Search code examples
mysqlinsertduplicatesunique

ON DUPLICATE KEY adding rows


OK so I have the following table:

CREATE TABLE `Tags` (
  `tag_id` int(10) unsigned NOT NULL AUTO_INCREMENT,
  `tag` varchar(100) DEFAULT NULL,
  PRIMARY KEY (`tag_id`),
  UNIQUE KEY `tag` (`tag`),
  KEY `tag_id` (`tag_id`)
) ENGINE=InnoDB AUTO_INCREMENT=0 DEFAULT CHARSET=utf8;
SET FOREIGN_KEY_CHECKS=1;

When I run the following query, it seems to be increasing the primary key even if it finds duplicates (even though it doesn't add the duplicate).

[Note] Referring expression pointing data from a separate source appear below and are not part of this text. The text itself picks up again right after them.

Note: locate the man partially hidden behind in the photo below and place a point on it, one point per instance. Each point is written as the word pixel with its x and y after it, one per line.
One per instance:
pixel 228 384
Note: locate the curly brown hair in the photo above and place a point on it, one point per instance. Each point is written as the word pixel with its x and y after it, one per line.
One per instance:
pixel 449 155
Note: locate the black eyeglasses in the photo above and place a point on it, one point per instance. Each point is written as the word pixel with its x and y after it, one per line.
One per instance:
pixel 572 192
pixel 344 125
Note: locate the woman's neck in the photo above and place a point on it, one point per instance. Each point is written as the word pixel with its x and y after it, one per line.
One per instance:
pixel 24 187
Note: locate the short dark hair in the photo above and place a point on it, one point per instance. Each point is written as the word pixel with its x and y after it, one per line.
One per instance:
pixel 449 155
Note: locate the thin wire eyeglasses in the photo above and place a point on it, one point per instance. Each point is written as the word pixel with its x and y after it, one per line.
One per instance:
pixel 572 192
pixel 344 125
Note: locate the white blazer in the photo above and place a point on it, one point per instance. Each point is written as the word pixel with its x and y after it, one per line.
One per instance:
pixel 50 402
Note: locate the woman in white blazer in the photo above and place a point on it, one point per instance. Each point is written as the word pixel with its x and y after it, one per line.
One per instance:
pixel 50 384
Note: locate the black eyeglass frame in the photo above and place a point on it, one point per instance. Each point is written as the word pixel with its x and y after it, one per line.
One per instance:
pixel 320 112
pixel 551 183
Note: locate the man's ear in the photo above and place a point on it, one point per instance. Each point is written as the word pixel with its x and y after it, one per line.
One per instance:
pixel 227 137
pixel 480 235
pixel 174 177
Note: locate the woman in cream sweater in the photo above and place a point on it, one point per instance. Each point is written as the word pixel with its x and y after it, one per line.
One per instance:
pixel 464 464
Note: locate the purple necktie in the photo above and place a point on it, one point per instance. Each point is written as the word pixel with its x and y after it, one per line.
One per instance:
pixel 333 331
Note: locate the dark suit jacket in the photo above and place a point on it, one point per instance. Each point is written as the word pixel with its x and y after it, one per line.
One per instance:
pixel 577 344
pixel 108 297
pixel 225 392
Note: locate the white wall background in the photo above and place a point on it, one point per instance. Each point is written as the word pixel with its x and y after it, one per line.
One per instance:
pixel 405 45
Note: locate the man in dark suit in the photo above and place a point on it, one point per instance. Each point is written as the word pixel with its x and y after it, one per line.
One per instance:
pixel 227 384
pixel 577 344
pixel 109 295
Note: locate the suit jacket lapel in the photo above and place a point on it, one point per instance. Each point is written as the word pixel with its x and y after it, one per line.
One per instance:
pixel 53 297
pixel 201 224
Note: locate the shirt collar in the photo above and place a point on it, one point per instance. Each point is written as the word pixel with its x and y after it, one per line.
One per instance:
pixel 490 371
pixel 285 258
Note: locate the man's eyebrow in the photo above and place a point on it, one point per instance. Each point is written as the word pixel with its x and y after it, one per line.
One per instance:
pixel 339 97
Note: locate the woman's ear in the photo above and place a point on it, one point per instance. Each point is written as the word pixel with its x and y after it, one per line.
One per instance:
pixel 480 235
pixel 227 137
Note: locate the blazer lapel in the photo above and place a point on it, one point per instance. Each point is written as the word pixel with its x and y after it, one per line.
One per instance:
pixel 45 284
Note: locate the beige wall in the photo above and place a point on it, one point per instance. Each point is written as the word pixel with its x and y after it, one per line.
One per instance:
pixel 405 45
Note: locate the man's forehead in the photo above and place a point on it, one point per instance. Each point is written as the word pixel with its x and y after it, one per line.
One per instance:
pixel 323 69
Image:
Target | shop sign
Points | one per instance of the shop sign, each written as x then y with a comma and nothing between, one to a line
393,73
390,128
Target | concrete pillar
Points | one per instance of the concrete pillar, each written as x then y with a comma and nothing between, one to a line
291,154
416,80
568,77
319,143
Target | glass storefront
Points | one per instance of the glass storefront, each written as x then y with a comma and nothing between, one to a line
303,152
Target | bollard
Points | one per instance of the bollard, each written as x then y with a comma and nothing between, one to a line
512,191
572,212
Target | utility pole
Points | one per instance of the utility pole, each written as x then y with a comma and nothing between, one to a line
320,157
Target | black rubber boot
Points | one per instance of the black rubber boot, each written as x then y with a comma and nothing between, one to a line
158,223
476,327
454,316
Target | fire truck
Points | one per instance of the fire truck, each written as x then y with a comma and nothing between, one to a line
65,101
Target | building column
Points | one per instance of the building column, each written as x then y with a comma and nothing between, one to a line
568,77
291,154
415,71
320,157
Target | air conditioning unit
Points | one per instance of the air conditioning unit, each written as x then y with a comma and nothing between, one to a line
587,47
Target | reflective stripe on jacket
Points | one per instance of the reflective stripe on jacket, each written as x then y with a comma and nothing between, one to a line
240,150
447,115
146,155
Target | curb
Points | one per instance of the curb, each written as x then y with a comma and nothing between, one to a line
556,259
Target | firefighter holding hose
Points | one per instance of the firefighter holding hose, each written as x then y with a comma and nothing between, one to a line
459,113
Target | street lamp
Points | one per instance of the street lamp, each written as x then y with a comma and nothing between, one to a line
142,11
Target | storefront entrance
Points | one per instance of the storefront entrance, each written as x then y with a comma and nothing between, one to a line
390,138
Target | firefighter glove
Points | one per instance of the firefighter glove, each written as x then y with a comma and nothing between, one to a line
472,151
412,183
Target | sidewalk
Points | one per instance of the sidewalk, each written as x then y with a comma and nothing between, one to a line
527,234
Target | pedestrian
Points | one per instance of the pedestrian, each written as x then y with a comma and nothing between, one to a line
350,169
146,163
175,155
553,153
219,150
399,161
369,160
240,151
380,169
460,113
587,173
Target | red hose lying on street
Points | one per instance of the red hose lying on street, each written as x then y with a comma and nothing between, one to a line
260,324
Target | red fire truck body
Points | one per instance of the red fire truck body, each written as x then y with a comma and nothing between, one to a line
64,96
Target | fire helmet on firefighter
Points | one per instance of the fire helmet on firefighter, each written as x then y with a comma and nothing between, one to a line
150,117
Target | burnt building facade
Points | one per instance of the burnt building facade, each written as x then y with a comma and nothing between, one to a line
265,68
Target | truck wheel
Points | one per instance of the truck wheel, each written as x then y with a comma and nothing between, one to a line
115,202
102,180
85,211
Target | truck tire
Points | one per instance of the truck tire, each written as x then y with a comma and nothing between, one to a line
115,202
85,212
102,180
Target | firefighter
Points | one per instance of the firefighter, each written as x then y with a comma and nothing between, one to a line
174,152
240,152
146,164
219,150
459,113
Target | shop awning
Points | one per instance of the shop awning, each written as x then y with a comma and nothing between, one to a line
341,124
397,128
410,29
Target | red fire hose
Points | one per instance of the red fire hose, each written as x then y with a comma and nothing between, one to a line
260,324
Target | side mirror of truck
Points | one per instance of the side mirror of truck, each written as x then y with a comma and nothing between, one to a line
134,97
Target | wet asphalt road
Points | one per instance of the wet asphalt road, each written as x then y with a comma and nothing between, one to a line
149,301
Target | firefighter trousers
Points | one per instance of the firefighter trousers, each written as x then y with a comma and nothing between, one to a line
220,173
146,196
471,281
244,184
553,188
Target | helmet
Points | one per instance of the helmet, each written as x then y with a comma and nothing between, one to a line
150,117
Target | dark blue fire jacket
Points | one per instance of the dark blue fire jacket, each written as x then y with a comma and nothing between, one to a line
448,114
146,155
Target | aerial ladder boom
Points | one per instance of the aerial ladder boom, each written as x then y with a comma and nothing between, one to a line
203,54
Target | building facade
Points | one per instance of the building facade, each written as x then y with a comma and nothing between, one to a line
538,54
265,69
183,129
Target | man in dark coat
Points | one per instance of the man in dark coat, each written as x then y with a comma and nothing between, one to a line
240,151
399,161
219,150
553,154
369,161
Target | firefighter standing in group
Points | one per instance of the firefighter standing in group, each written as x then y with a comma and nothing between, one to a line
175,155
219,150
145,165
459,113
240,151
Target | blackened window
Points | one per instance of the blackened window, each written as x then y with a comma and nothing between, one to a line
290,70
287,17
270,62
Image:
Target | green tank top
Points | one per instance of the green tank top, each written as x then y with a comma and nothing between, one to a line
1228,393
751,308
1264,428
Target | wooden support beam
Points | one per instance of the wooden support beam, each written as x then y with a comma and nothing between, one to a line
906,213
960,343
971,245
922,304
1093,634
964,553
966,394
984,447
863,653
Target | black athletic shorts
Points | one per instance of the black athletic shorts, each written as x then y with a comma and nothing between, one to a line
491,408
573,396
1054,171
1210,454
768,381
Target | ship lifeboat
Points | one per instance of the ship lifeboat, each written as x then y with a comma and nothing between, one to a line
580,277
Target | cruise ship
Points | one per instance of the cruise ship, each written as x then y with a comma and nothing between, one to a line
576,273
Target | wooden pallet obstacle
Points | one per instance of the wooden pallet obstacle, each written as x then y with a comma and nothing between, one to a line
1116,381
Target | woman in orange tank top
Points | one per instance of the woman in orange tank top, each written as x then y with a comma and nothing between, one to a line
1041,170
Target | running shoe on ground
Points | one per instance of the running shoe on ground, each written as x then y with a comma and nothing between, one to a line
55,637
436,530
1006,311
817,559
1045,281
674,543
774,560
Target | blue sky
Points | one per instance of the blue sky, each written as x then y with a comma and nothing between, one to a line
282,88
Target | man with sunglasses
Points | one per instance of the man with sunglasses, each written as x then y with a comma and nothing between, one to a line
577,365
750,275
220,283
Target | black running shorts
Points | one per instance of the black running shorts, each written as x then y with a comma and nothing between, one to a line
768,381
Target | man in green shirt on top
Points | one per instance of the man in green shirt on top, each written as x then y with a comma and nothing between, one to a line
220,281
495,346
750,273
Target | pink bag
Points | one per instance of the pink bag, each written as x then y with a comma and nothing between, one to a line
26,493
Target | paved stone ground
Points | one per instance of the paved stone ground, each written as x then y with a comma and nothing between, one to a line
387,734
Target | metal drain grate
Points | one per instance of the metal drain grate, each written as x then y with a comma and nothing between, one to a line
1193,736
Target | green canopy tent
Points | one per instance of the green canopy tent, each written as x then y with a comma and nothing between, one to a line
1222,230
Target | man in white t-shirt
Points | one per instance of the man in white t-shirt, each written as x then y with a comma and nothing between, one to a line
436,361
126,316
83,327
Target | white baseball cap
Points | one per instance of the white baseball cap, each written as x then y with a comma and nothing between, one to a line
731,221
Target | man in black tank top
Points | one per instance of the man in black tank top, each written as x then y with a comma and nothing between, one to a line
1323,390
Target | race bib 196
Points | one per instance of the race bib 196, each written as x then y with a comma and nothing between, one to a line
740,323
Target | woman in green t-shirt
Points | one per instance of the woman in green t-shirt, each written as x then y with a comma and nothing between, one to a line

INSERT INTO Tags (tag) VALUES ('book'),('cats'),('dogs') ON DUPLICATE KEY UPDATE tag = tag

You get...

tag_id | tag
==============================
1      | book
2      | robots
3      | doodles
5      | cats
6      | dogs
==============================

How do I prevent this?


Solution

  • You can't really prevent this, and you shouldn't worry about it. Gaps in the auto-incremented id are almost never a problem.

    What is happening is that MySQL is attempting to insert the row. In order to insert the row, it has to construct it -- hence the auto-incremented column is incremented. When the row is already found, then the insert fails, but the auto-increment is already incremented.

    If you want to minimize the problem, you can attempt to find the duplicates before attempting the insert:

    INSERT INTO Tags (tag) 
        SELECT t.tag
        FROM (SELECT 'book' as tag UNION ALL
              SELECT 'cats' as tag UNION ALL
              SELECT 'dogs' as tag
             ) t
        WHERE NOT EXISTS (SELECT 1 FROM Tags t2 WHERE t2.tag = t.tag)
        ON DUPLICATE KEY UPDATE tag = VALUES(tag);
    

    This is not a 100% fix -- the subquery could have duplicates or another process could update the table while this is running. However, it will generally avoid inserting records when they shouldn't be inserted.